Ich könnte es mir einfach machen und mit dem Spiegel sagen, dass „Oliver Frjics Wuttheater im Marstall“ einen „Gipfel der Provokation“ darstellt, aber ich finde das Stück ist eher ein Tsunami der Provokation und das auf der Bühne war dann erst das Beben. Aber Vergleiche und Metaphern fruchten nicht. Der Effekt lässt sich nicht bändigen.

Ich sage mir, solange es solches Theater und solche Theatermacher zu erleben gibt, gibt es noch ein drängendes Jetzt und eine weitende Zukunft, vielleicht sogar Hoffnung.

Zugleich frage ich mich aber auch, was mir geholfen hat den Anblick der Folter zu ertragen. Bin ich von der Gewalt des Terrors und Antiterrors abgestumpft, autistisch, kalt geworden? Oder war ich bloß zufällig vorbereitet, weil ich die Nacht zuvor den Trujillo-Roman La Fiesta del Chivo von Mario Vargas Llosa zu Ende gelesen hatte und meine Augen deshalb bereits vorab in Blut, Elektroschocks, Amputationen und Wiederbelebungen getränkte Komplizen eines Terrorregimes waren?

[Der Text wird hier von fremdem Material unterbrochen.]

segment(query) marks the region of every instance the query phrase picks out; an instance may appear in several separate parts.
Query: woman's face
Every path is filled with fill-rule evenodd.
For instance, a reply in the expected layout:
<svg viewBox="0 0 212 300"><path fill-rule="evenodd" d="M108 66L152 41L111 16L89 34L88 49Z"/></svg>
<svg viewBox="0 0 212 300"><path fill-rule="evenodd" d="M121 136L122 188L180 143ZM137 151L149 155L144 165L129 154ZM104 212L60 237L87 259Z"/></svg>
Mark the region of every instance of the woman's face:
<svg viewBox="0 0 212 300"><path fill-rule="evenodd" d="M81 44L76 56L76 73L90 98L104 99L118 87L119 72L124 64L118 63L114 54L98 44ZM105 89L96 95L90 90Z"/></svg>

Ich weiß es nicht, ist es denn wichtig? Die Dominikanische Republik, Deutschland und die ehemalige Bundesrepublik Jugoslawien sind Gebilde in denen die komplett entfesselte totalitäre Gewalt des Genozids und Massakers zu konkreten Zeitpunkten zutage trat. Das teilen sie allerdings mit vielen anderen Territorien und Grenzen, die Erde ist ein blutgetränkter Ort.

Und so spukt in mir die Frage weiter: Was bedeutet Balkan, und was macht/Macht und was frei? Und der Übersetzer in mir gräbt weiter nach einer Antwort auf die Frage was die Ersetzung von A durch B, also von Arbeit durch Balkan, und die Umwandlung dieses höhnischen Spruchs über‘m Lagertor in einen Theatertitel denn für Millionen von Konsequenzen mit sich bringt.

P.S. Wenn ich ehrlich bin, wünscht sich der Balkantourist in mir, bis zum Schlussapplaus und auch über die Diskussion hinaus, mehr Balkan. Aber der fehlt wohl eher mir als dem Stück. Alles andere ist eine Sehnsucht nach Exotismus, die im Gehaltsgespräch zu Beginn der Vorstellung bereits vorgeführt wurde.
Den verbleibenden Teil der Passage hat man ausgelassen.